In the present study, the BDSQ is presented as an extension of the questionnaire developed by Borges et al.,9 and the main differences are the following: a) the BDSQ has a question on overall satisfaction; b) its items are not considered non-modifiable or are not intended to be modified by the institution; c) it has 25 items rather than 18; d) answers to the items now refer directly to satisfaction, ranging from "completely dissatisfied" to "completely satisfied", and; e) answers to items are presented on a five-point scale, including a neutral response.

In the development of the BDSQ, focus groups were used to search for satisfaction attributes that could be included in the instrument. As a result, it was observed that the participants highlighted attributes for service, welcoming reception, commitment, professionalism and other aspects desirable for blood bank professionals, with little appreciation for attributes related to the facility structure. This would be evidence that the donor expectations are mainly based on how the staff provides the service, with their satisfaction being more related to how well they are received and welcomed than to the facility. Thus, it is essential to include different forms of donor care in the BDSQ regarding the whole blood donation process.

The introduction of the BDSQ, considering the absence of validated instruments in Brazilian Portuguese to assess the blood donor satisfaction, must be highlighted as a strength of this study. As a possible limitation of the present study, we have observed that in the content validity stage several BDSQ items obtained a low FVI value from the raters, suggesting an unclear factorial structure. However, this point should be further researched in a future study, including a validation of the BDSQ in a large sample of blood donors.

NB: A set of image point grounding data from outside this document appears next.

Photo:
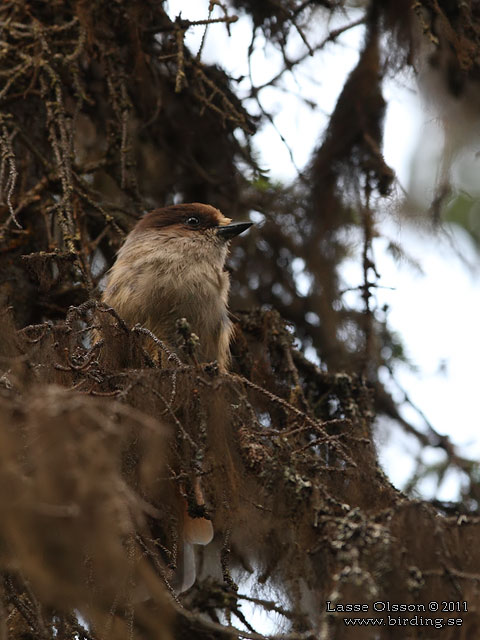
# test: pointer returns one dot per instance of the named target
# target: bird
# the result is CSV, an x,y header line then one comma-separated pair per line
x,y
172,267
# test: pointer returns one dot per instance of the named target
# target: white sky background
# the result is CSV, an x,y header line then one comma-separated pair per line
x,y
437,315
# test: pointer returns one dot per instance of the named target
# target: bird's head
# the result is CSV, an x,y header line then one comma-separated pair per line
x,y
197,228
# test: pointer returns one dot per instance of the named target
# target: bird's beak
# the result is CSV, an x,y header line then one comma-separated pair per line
x,y
229,231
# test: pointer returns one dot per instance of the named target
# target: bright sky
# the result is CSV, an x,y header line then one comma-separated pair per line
x,y
438,314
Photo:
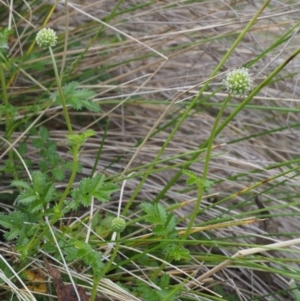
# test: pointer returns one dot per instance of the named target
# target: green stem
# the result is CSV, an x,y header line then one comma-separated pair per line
x,y
60,92
206,168
194,102
104,271
8,120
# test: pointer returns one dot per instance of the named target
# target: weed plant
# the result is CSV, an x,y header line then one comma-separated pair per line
x,y
150,150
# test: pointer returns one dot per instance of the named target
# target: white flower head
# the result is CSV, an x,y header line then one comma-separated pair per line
x,y
238,82
46,37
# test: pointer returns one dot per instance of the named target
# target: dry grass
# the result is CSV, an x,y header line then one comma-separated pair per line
x,y
142,61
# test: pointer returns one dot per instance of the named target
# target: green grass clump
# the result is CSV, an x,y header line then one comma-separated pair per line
x,y
150,151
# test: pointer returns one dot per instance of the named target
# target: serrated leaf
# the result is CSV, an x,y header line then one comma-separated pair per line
x,y
58,173
27,197
20,184
164,280
156,213
44,133
37,143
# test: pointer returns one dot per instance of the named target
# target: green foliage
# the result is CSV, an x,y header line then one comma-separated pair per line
x,y
164,226
84,251
194,179
150,294
92,187
37,194
77,98
50,160
4,34
79,139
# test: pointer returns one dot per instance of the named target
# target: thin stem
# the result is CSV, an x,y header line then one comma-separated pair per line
x,y
206,168
60,92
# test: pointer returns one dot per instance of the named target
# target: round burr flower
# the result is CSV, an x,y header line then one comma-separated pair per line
x,y
46,37
118,224
238,82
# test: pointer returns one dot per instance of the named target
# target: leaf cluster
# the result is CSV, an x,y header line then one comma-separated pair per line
x,y
194,179
150,294
91,188
76,98
165,226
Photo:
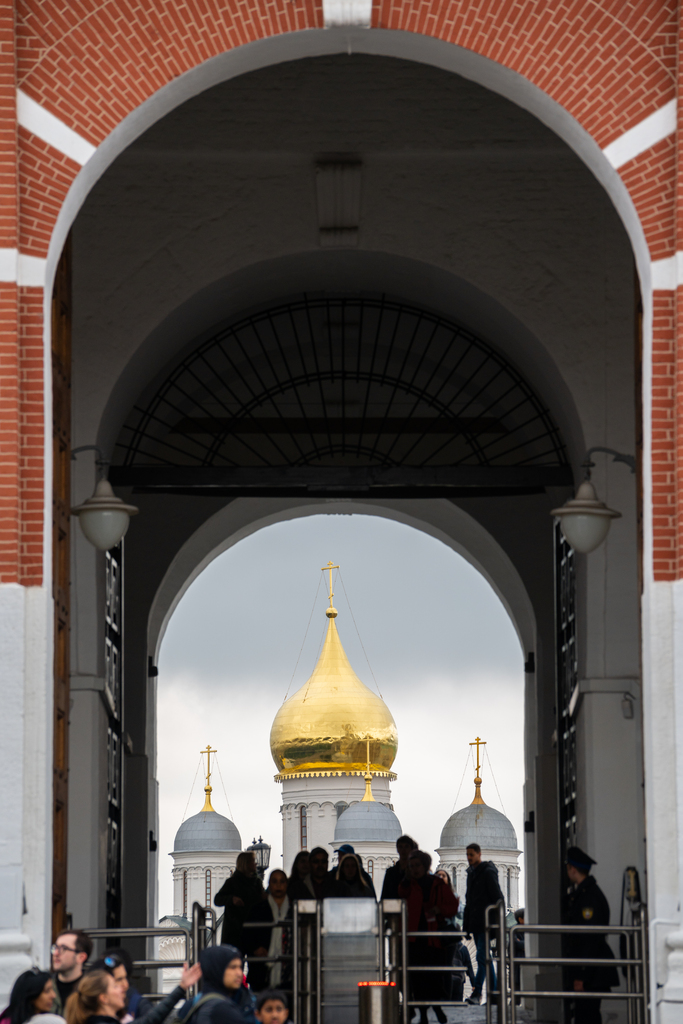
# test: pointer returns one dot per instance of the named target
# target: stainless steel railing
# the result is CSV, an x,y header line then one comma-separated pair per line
x,y
506,994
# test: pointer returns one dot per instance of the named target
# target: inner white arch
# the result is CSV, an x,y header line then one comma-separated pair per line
x,y
437,517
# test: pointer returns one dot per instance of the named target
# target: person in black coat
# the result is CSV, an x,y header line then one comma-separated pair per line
x,y
587,904
239,895
482,890
33,993
395,873
270,941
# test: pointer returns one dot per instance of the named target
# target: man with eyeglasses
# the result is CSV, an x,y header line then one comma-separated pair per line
x,y
69,955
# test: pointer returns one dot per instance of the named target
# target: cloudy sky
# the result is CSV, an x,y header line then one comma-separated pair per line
x,y
443,652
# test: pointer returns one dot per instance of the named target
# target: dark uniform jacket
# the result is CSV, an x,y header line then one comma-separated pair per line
x,y
482,890
587,904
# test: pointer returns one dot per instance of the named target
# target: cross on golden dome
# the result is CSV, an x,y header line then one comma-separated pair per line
x,y
332,611
477,781
334,724
207,787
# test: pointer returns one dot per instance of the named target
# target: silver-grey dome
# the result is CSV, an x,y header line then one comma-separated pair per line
x,y
207,830
478,823
368,821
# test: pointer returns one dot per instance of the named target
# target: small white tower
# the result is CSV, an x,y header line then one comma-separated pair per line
x,y
495,834
205,853
372,828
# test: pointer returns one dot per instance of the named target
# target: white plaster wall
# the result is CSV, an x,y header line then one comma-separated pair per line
x,y
87,802
26,767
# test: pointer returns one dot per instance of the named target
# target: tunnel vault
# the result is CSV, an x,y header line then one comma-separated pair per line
x,y
347,394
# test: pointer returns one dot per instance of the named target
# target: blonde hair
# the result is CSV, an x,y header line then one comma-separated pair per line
x,y
84,1001
245,860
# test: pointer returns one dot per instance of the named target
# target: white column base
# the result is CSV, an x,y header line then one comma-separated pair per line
x,y
14,960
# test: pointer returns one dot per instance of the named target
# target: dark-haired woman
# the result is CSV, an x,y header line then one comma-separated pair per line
x,y
430,902
300,886
32,995
97,999
239,894
350,881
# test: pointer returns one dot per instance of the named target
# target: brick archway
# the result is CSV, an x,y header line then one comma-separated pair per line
x,y
92,77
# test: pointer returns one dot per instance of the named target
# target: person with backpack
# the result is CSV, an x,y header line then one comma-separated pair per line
x,y
224,997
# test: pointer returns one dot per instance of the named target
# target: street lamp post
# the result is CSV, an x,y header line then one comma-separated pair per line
x,y
261,853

Given the absence of a validated instrument to assess blood donor satisfaction, this article has described the development of a questionnaire that can be very useful to blood banks or hemotherapy services. The application of the BDSQ has shown that it can be a useful tool in generating information for managers on specific aspects of blood bank services which need to be improved, monitored or maintained, aiming to provide a service which meets the blood donor expectations and makes him or her feel satisfied with the care received.

Conflicts of Interest

The authors declare no conflicts of interest.


We sincerely thank the reviewer for constructive criticisms and valuable comments, which were of great help in revising the manuscript.